Each evening there was an update on the news about the search for Fiona. My parents accompanied every group that combed the woods and the fields. Divers descended to the bottom of lakes and experts came from somewhere in the Midwest to help dredge the Oriskanny. A yearbook picture appeared on milk cartons. There were no suspects and there was no evidence, at least not any the media was aware of, so numerous sources still listed Fiona as a possible runaway.

I heard that Derek and Maria had been driving from city to city, as far as New York and Boston and even Montreal. They brought along the missing posters and handed them out at homeless shelters and to groups of wayward teens who hung out in parks and under bridges.

Back in the neighborhood, I would see Dorian’s truck sometimes, and Kyle’s van sometimes, quietly gliding through the streets like they were trying to evade detection. Or maybe that was just how I perceived it. Maybe that’s how they always drove. Maybe, suddenly, I was the one who wanted to stay hidden.

Charlie is the Riverman. Charlie is the Riverman. Charlie is the Riverman.

I kept telling myself this, because it was the last thing that Fiona told me. She wanted me to know it, to believe it.

In my basement we had our own boiler, tucked in the corner where the floor was concrete. I spent Friday night sitting on a plastic tub of driveway sealant with a flashlight in my lap, and I watched that boiler. It didn’t disappear. It didn’t speak to me. It hardly made a sound.

Before going back upstairs, I peeled the top off the tub of driveway sealant and pointed a beam of light into it. It was a colorless liquid, but it shimmered. I wondered what Charlie would look like if he were coated in the stuff. I tried to imagine a tiny version of him, rising out of the tub like a creature made of the night sky. But all I could see was a specter of my face reflected in the shimmer.

I put the sole of my slipper on the top rim of the tub and I tipped it back and held it at an angle. It started to tip over, so I let it. The tub hit the concrete floor, and the liquid spilled out and spread. The slope of the floor pulled the liquid away from me, and soon there was a black river running across the basement. I spent the rest of the night mopping it up.

 

S
ATURDAY
, N
OVEMBER
18

 

The weekend started when the doorbell rang and I was like the salivating dog in that famous experiment. The bell was more than a bell to me. It meant Fiona.

I launched myself from bed and was at the door before I realized I wasn’t dressed for company. Not that I cared. The only thing that mattered was finding her on that doorstep and making a pact to start over. Pledging to do whatever she needed this time around, so long as it kept her home.

That hair. That skin. Those eyes. They were nearly the same, but the person at the door wasn’t Fiona. It was her mom.

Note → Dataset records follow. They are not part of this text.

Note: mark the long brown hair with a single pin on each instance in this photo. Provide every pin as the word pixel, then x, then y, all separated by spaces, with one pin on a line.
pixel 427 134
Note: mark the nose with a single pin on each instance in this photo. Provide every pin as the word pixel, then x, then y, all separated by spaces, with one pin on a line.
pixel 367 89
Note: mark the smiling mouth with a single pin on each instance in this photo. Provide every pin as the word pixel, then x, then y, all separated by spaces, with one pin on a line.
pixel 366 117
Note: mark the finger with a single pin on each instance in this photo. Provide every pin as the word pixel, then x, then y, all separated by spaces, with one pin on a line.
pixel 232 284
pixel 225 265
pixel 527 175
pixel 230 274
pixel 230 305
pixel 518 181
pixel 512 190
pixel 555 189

“I’m so sorry to wake you,” she said.

“It’s okay. I was up.”

She held out a key. “Your mom is expecting this. We’re leaving for a few days. The police know where, but we’re ridding ourselves of reporters for a bit.”

I took the key. “Yes, ma’am.”

Her empty hands suddenly perplexed her. She stroked and tapped the fingers of one hand with the fingers of the other. “How are we doing?” she asked.

“Um … okay. And you?”

“Getting by.” She giggled the words out, but it wasn’t really like she was laughing. Her shaking fingertips then touched her lips, but instead of bringing them to my forehead like Fiona might have done, she held them in the air for a second. “Thank you, Alistair. You’ve always been a good boy.”

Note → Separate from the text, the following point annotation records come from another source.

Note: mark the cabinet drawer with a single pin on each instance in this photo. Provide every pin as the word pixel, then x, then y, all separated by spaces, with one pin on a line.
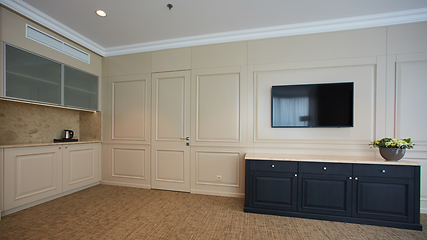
pixel 377 170
pixel 325 168
pixel 273 166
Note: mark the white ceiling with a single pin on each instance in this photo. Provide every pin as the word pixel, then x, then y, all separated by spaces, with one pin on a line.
pixel 146 25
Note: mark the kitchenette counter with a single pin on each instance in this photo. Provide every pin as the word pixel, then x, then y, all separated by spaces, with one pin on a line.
pixel 46 144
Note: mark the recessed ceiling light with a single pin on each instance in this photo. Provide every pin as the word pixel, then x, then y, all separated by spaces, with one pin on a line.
pixel 101 13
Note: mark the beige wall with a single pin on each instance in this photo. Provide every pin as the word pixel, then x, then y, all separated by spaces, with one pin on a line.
pixel 230 99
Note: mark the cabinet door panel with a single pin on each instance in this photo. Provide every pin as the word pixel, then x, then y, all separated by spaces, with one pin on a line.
pixel 274 191
pixel 31 174
pixel 384 199
pixel 80 166
pixel 324 194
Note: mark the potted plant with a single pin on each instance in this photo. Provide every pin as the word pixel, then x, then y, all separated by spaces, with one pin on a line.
pixel 393 149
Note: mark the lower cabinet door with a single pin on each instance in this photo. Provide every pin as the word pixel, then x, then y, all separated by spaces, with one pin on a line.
pixel 274 190
pixel 31 174
pixel 80 165
pixel 324 194
pixel 390 199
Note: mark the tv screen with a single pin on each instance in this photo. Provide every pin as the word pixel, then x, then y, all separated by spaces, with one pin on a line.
pixel 312 105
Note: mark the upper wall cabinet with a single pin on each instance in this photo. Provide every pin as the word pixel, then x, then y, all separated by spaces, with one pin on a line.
pixel 80 89
pixel 36 78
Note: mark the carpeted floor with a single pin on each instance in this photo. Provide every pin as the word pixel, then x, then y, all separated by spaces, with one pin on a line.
pixel 111 212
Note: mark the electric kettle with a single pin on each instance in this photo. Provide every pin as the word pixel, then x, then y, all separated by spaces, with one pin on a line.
pixel 68 134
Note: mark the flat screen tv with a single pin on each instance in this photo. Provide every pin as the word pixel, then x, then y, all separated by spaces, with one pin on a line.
pixel 312 105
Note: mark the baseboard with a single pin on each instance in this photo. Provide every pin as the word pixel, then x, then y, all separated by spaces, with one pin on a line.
pixel 224 194
pixel 125 184
pixel 20 208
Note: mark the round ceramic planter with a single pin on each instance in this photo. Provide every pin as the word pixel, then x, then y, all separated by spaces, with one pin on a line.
pixel 392 154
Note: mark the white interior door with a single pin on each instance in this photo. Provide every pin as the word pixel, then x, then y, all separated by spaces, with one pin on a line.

The Loomises’ station wagon was in our driveway, engine running. She turned and hurried back to it, skipping from our steps to our brick walkway like someone half her age. Dorian sat in the backseat next to Maria and Derek. From behind the wheel, Fiona’s dad was watching me. I closed the door so I wouldn’t have to look him in the eye.

When my mom got out of bed a few minutes later, I gave her the key.

“I’m watering the plants, feeding the fish, getting the mail. Neighbor stuff,” she explained as she hung the key on a hook in the kitchen. “It’s good for them to get away for a bit. And Dad and I think it might be good for us to get away too, at least for today.”